Alicia Gamez, Mission resident
Street cred: A tax and estate-planning attorney, Gamez has lived in a primo part of the Mission for two decades.
Current crusade: Forcing businesses—especially all those dining hot spots on the stretch of Valencia from 18th to 20th streets—to comply with the city’s noise ordinance.
The wrench thrown: Gamez has been harassing restaurant owners about their loud air-conditioning units and late hours for two years. Now, she has a landlord seeking her approval on blue prints before a single nail is hammered into place.
The principle of the thing: “When I first moved here, businesses were run by local people who invested in their neighborhood,” she says. “Now, it’s all new money coming in from outside, and they don’t seem to have the same amount of respect.” The Grub guys—who recycled glass outside her window at 2 a.m., among other sins—“were flat-out rude.”
Allies: Her boom-weary neighbors.
On the other side:Cash flow–challenged restaurateurs, some of whom have poured thousands of dollars into acoustic engineering to placate Gamez. Their not-so-nice label for her: “neighborhood vigilante.”
Katherine Howard, SF Ocean Edge
Street cred: This landscape architect has helped block various projects in Golden Gate Park, including plans for a 40,000-square-foot water treatment plant.
Current crusade: Preventing the Beach Chalet soccer fields, which have been ravaged by gophers for decades, from being covered by synthetic turf.
The wrench thrown: A series of appeals of the city’s environmental impact report has stalled the project for two years and counting.

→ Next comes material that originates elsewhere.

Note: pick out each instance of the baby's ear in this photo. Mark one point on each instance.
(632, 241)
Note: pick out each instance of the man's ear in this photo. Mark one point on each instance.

The principle of the thing: “Using artificial turf is as environmentally unfriendly as pouring asphalt,” Howard contends. The park “is supposed to be as wild and natural as possible. This is the exact opposite of that.”
On the other side: S.F.’s Recreation and Parks Department and the City Fields Foundation, established by Gap scions Bob, Bill, and John Fisher in 2006. “The challenge comes when you don’t have the spirit of collaboration,” opines the nonprofit’s spokesman, Patrick Hannan. “Instead, they’ll delay and hope to win by attrition.”